Fièvre, maux de gorge, toux, difficultés respiratoires, grippe... Venir au travail tout en étant malade est loin d'être un phénomène isolé en France. Selon une enquête du ministère du Travail rendue publique ce mercredi 5 août, plus d'un jour d'arrêt maladie sur 4 s'est traduit par du présentéisme au travail (27%), un comportement qui consiste à se rendre sur son lieu de travail dans un état affaibli. Ce qui signifie que sur les 11 jours d'arrêt maladie déclarés en moyenne en 2017, les salariés affirment être allés au travail pendant trois jours malgré un arrêt de travail prescrit par un médecin. Avec la crise du coronavirus, ce présentéisme, qui peut être accentué par des pressions hiérarchiques, des mauvaises conditions de travail, pourrait avoir des conséquences sanitaires désastreuses si la circulation du virus s'amplifie. Récemment, l'agence Santé publique France a révélé dans un bulletin que les entreprises privées et publiques représentaient une forte proportion (20%) de clusters sur le territoire français.

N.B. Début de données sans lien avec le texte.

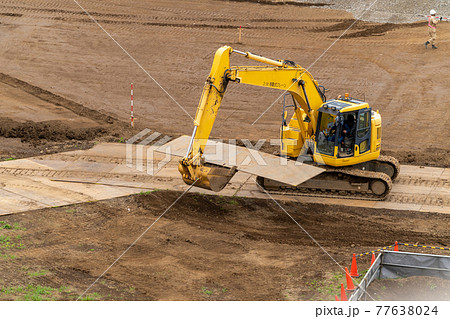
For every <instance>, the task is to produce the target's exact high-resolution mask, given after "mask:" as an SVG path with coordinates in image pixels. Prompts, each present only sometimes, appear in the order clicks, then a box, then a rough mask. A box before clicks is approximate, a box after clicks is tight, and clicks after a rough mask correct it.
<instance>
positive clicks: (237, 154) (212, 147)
mask: <svg viewBox="0 0 450 319" xmlns="http://www.w3.org/2000/svg"><path fill="white" fill-rule="evenodd" d="M189 141H190V136H186V135H184V136H181V137H179V138H177V139H175V140H173V141H171V142H169V143H167V144H164V145H162V146H160V147H158V148H157V149H156V150H155V151H157V152H161V153H166V154H171V155H174V156H180V157H183V156H185V155H186V151H187V148H188V146H189ZM204 157H205V160H206V162H207V163H211V164H216V165H220V166H225V167H233V166H236V167H237V169H238V170H240V171H243V172H246V173H249V174H253V175H257V176H262V177H265V178H269V179H273V180H276V181H279V182H281V183H286V184H289V185H294V186H295V185H298V184H300V183H303V182H304V181H306V180H308V179H310V178H313V177H314V176H316V175H319V174H320V173H322V172H323V171H324V169H322V168H319V167H315V166H312V165H307V164H303V163H297V162H295V161H292V160H287V159H284V158H281V157H279V156H275V155H271V154H268V153H264V152H259V151H257V150H254V149H249V148H245V147H241V146H236V145H231V144H226V143H222V142H218V141H214V140H208V143H207V144H206V148H205V154H204Z"/></svg>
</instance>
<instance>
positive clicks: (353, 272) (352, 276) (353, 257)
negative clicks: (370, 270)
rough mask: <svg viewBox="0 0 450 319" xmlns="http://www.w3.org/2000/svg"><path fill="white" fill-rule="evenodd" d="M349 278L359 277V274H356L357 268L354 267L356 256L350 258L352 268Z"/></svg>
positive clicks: (353, 256)
mask: <svg viewBox="0 0 450 319" xmlns="http://www.w3.org/2000/svg"><path fill="white" fill-rule="evenodd" d="M350 276H352V277H359V276H361V275H360V274H358V266H357V265H356V255H355V254H353V258H352V267H351V268H350Z"/></svg>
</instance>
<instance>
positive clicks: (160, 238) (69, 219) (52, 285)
mask: <svg viewBox="0 0 450 319" xmlns="http://www.w3.org/2000/svg"><path fill="white" fill-rule="evenodd" d="M179 195H180V193H177V192H170V191H158V192H153V193H148V194H138V195H134V196H130V197H126V198H117V199H113V200H106V201H99V202H92V203H84V204H78V205H72V206H65V207H57V208H51V209H43V210H36V211H31V212H27V213H23V214H15V215H9V216H3V217H2V218H1V221H0V224H1V229H0V239H1V244H2V245H1V248H0V253H1V254H2V257H3V258H2V259H0V262H1V265H2V266H1V267H2V278H1V282H0V286H1V289H0V299H2V300H12V299H14V300H17V299H33V298H34V299H58V300H59V299H76V298H77V297H78V295H79V294H81V293H82V292H83V291H84V290H85V289H86V288H87V287H89V286H90V285H91V284H92V283H93V282H94V280H95V279H96V278H97V276H99V275H100V274H101V273H102V272H103V271H105V270H106V269H107V267H108V266H109V265H111V264H112V263H113V262H114V260H116V258H117V257H118V256H119V255H120V254H121V253H122V252H123V251H124V250H125V249H126V248H127V247H128V246H129V245H130V244H131V243H133V241H134V240H135V239H136V238H137V237H138V236H139V235H140V234H141V233H142V232H144V231H145V230H146V229H147V228H148V227H149V226H150V225H151V224H152V223H153V222H154V221H155V220H156V218H157V217H158V216H160V215H161V214H162V213H163V212H164V211H165V210H166V208H167V207H169V205H170V204H171V203H172V202H174V201H175V199H176V198H177V197H178V196H179ZM281 205H282V206H283V208H284V209H285V210H286V211H287V212H288V213H289V214H290V215H291V216H292V218H294V219H295V220H296V221H297V222H298V223H299V224H300V225H301V226H302V227H303V228H304V229H305V230H306V231H307V232H308V233H309V234H310V235H311V236H312V237H314V238H315V239H316V240H317V242H318V243H319V244H320V245H321V246H322V247H323V248H324V249H325V250H326V251H327V253H328V254H329V255H327V253H325V252H324V251H323V250H321V249H320V248H319V247H318V246H317V244H316V243H314V242H313V241H312V240H311V239H310V237H308V235H306V234H305V232H303V231H302V230H301V229H300V227H299V226H297V225H296V224H295V223H294V221H293V220H292V219H291V218H290V217H289V216H288V215H287V214H286V213H285V212H283V210H281V209H280V207H278V206H277V205H276V204H275V203H274V202H273V201H271V200H270V199H268V200H263V199H261V200H255V199H244V198H226V197H220V196H206V195H195V194H186V195H185V196H184V197H182V198H181V199H180V200H179V201H178V202H177V203H176V204H175V205H174V206H173V207H172V208H171V209H170V210H168V211H167V212H166V214H165V215H164V216H163V217H162V218H161V219H160V220H158V221H157V222H156V223H155V224H154V226H153V227H151V228H150V229H149V230H148V232H147V233H146V234H145V235H143V236H142V238H140V240H139V241H138V242H137V243H136V245H134V246H133V247H132V248H131V249H130V250H129V251H128V252H127V253H126V254H125V255H124V256H123V258H122V259H120V260H119V261H118V262H117V263H116V264H115V265H114V266H113V267H112V268H111V269H110V270H109V271H108V272H107V273H106V275H105V276H104V277H103V278H102V279H100V280H99V281H98V282H97V283H96V284H95V285H94V286H93V287H92V289H91V290H90V291H89V292H88V295H87V296H85V298H88V299H97V300H129V299H132V300H334V295H335V294H338V291H339V287H340V284H341V283H343V282H345V277H344V276H343V274H344V272H343V271H342V270H341V269H340V268H339V267H338V266H337V264H336V263H335V262H334V261H333V260H332V258H334V259H335V260H336V262H338V263H339V264H341V265H343V266H344V267H349V266H350V263H351V256H352V253H363V252H366V251H371V250H374V249H378V248H381V247H384V246H386V245H390V244H392V243H393V242H394V241H395V240H397V241H400V242H405V243H421V244H426V245H436V246H442V245H446V244H448V243H449V240H450V234H449V233H448V225H449V223H450V215H446V214H427V213H415V212H408V211H385V210H374V209H362V208H350V207H340V206H335V207H333V209H330V207H329V206H326V205H320V204H304V203H303V204H302V203H292V202H285V203H281ZM5 225H9V227H5ZM5 238H9V244H7V242H8V240H6V239H5ZM400 249H401V250H403V248H402V247H401V248H400ZM408 249H409V250H408V251H412V250H411V249H410V248H408ZM405 250H406V249H405ZM416 251H423V252H424V251H425V252H428V253H430V251H429V250H418V249H416ZM435 252H437V253H439V252H441V251H439V250H436V251H433V253H435ZM331 257H332V258H331ZM369 264H370V256H367V257H358V267H359V268H358V270H359V271H360V272H363V271H364V270H366V269H367V268H368V267H369ZM38 288H39V289H38ZM42 291H46V292H48V293H43V292H42ZM447 300H448V299H447Z"/></svg>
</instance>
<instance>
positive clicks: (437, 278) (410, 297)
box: [367, 277, 450, 301]
mask: <svg viewBox="0 0 450 319" xmlns="http://www.w3.org/2000/svg"><path fill="white" fill-rule="evenodd" d="M367 291H368V292H369V294H370V295H371V296H372V297H373V298H374V299H376V300H384V301H400V300H401V301H410V300H411V301H412V300H430V301H437V300H442V301H448V300H450V281H448V280H445V279H441V278H434V277H409V278H402V279H381V280H376V281H374V282H373V283H372V284H370V286H369V289H368V290H367Z"/></svg>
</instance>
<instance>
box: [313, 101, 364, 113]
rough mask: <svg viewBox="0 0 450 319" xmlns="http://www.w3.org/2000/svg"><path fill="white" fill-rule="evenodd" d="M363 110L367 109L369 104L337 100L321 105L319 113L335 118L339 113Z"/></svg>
mask: <svg viewBox="0 0 450 319" xmlns="http://www.w3.org/2000/svg"><path fill="white" fill-rule="evenodd" d="M364 108H369V104H367V103H366V102H364V101H359V100H355V99H338V100H330V101H327V102H326V103H324V104H322V106H321V107H320V108H319V112H324V113H329V114H332V115H335V116H336V115H338V114H339V113H344V112H352V111H356V110H360V109H364Z"/></svg>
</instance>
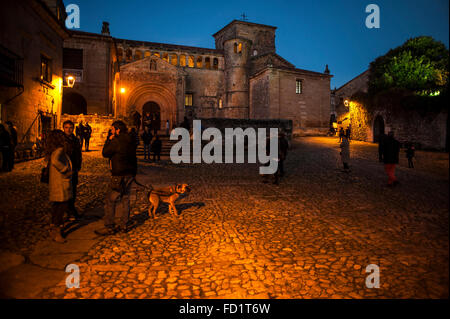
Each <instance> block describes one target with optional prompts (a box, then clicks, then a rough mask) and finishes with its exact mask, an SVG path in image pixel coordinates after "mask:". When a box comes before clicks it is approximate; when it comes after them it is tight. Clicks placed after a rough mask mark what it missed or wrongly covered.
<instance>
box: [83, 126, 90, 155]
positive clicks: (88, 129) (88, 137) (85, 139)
mask: <svg viewBox="0 0 450 319" xmlns="http://www.w3.org/2000/svg"><path fill="white" fill-rule="evenodd" d="M91 135H92V128H91V126H90V125H89V122H88V121H86V125H85V126H84V130H83V138H84V150H85V151H86V152H89V140H90V139H91Z"/></svg>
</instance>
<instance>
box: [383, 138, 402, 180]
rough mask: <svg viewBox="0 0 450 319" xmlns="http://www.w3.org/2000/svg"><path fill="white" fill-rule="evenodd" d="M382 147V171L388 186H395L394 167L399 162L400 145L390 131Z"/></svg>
mask: <svg viewBox="0 0 450 319" xmlns="http://www.w3.org/2000/svg"><path fill="white" fill-rule="evenodd" d="M380 145H382V149H381V152H382V157H383V163H384V170H385V171H386V174H387V176H388V186H390V187H391V186H395V185H397V184H398V183H399V182H398V180H397V178H396V177H395V167H396V165H397V164H398V161H399V157H398V155H399V152H400V143H399V142H398V141H397V140H396V139H395V138H394V132H392V131H390V132H389V133H388V136H387V137H386V138H385V139H384V141H383V143H382V144H380Z"/></svg>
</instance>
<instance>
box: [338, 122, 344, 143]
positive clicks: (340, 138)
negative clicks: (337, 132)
mask: <svg viewBox="0 0 450 319" xmlns="http://www.w3.org/2000/svg"><path fill="white" fill-rule="evenodd" d="M344 135H345V132H344V128H343V127H342V126H341V128H340V129H339V143H340V142H342V137H344Z"/></svg>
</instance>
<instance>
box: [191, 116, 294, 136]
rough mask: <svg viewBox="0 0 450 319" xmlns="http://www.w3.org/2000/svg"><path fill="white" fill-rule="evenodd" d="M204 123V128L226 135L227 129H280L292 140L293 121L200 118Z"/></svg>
mask: <svg viewBox="0 0 450 319" xmlns="http://www.w3.org/2000/svg"><path fill="white" fill-rule="evenodd" d="M198 120H201V121H202V128H203V129H206V128H208V127H215V128H218V129H219V130H220V131H221V132H222V133H225V128H236V127H241V128H242V129H243V130H245V129H246V128H249V127H252V128H254V129H255V130H257V129H258V128H274V127H277V128H280V129H283V130H284V131H285V132H286V136H287V138H288V139H289V140H290V139H291V138H292V133H293V132H292V120H282V119H279V120H248V119H223V118H198Z"/></svg>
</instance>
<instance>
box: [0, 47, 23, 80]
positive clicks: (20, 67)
mask: <svg viewBox="0 0 450 319" xmlns="http://www.w3.org/2000/svg"><path fill="white" fill-rule="evenodd" d="M0 85H3V86H10V87H23V59H22V58H21V57H19V56H18V55H17V54H15V53H13V52H11V51H10V50H8V49H7V48H5V47H3V46H2V45H0Z"/></svg>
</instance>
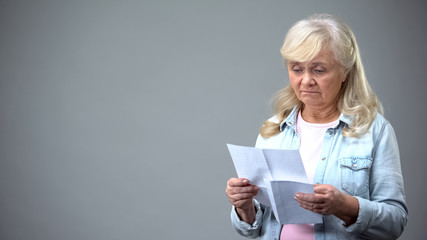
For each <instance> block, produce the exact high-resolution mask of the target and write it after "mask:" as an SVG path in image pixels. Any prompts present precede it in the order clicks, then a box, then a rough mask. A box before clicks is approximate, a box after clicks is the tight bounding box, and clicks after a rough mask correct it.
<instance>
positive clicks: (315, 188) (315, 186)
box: [313, 184, 335, 194]
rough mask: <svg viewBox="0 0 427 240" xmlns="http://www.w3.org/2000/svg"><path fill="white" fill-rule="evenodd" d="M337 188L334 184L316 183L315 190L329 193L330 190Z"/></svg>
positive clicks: (331, 190)
mask: <svg viewBox="0 0 427 240" xmlns="http://www.w3.org/2000/svg"><path fill="white" fill-rule="evenodd" d="M334 189H335V187H334V186H332V185H329V184H314V185H313V190H314V192H315V193H320V194H327V193H328V192H333V191H334Z"/></svg>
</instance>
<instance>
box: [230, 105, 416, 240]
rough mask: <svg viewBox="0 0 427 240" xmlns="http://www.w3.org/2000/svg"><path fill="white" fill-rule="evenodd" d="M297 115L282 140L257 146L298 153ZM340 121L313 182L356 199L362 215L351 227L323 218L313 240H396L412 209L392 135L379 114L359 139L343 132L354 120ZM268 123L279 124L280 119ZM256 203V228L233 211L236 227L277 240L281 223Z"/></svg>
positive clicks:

La France, championne d'Europe du présentéisme
Les travailleurs français sont en tête des pays européens en matière de présentéisme. Selon les données communiquées par la direction statistique du ministère du Travail (Dares), 62% des salariés français ont déjà fait du présentéisme au cours de l'année 2015 contre 42% des salariés à l'échelle de l'Union européenne. Cette culture du présentéisme à la française peut pourtant avoir des conséquences économiques délétères en termes de productivité et de coût pour la collectivité. "Cette pratique a en moyenne pour effet d'aggraver les problèmes de santé des salariés et d'augmenter à moyen et long terme, le nombre des absences pour raisons de santé", explique l'étude.
Les cadres et seniors en première ligne
Parmi les catégories socioprofessionnelles étudiées, les cadres (non encadrants) sont ceux qui ont la plus forte propension au présentéisme. Sur 6 jours d'arrêt maladie par an en moyenne, ils sont absents 4 jours et présents deux autres jours. Ce qui représente environ un tiers de jours de présence. Viennent ensuite les professions intermédiaires (31%), les cadres encadrants (30%), et enfin les employés et ouvriers (25%). Il existe également des divergences selon les secteurs. Ainsi, les salariés travaillant dans l'agriculture (42%) ont une plus forte propension au présentéisme que dans les services (28%), l'industrie (26%) ou la construction (22%).
Les mauvaises conditions de travail favorisent le présentéisme
Outre la catégorie socioprofessionnelle ou le secteur, d'autres facteurs relatifs aux conditions de travail peuvent largement favoriser le phénomène. Les statisticiens expliquent que des mauvaises conditions professionnelles vont souvent de pair avec le présentéisme. "Les salariés cumulant plusieurs contraintes de rythme de travail (travail normé : réponse à la demande, suivi informatisé, procédures qualité, etc.) ont une plus forte propension au présentéisme (+6,9 points relativement à ceux dont le travail est peu intense), ainsi que ceux qui vivent une forte pression temporelle (être obligé de se dépêcher, devoir penser à trop de choses à la fois, etc.) (+6,1 points). De même, avoir un temps de travail long et envahissant (+4,8 points relativement à ceux qui ont des horaires standards) et juger qu'on manque de moyens pour faire correctement son travail (+4,4 points) sont aussi associés à une forte propension au présentéisme", explique l'enquête.
Des relations hiérarchiques dégradées
Des relations détériorées entre un salarié et sa hiérarchie favorisent également le présentéisme. Les salariés qui signalent des rapports conflictuels avec leurs supérieurs le pratiquent bien plus souvent malgré un nombre de jours d'arrêt maladie plus élevé. "Avoir des rapports conflictuels avec la hiérarchie, ainsi que l'absence de collectif de travail, sont des situations positivement corrélées avec un nombre de jours de maladie plus élevé (respectivement +3,7 et +3,1 jours). Il est possible qu'être en conflit avec la hiérarchie ou le fait d'être isolé du collectif de travail altère la santé des salariés et augmente le nombre annuel de jours de maladie. En sens inverse, le fait d'avoir des problèmes de santé peut dégrader les relations avec la hiérarchie et/ ou avec le collectif du travail", relève la Dares.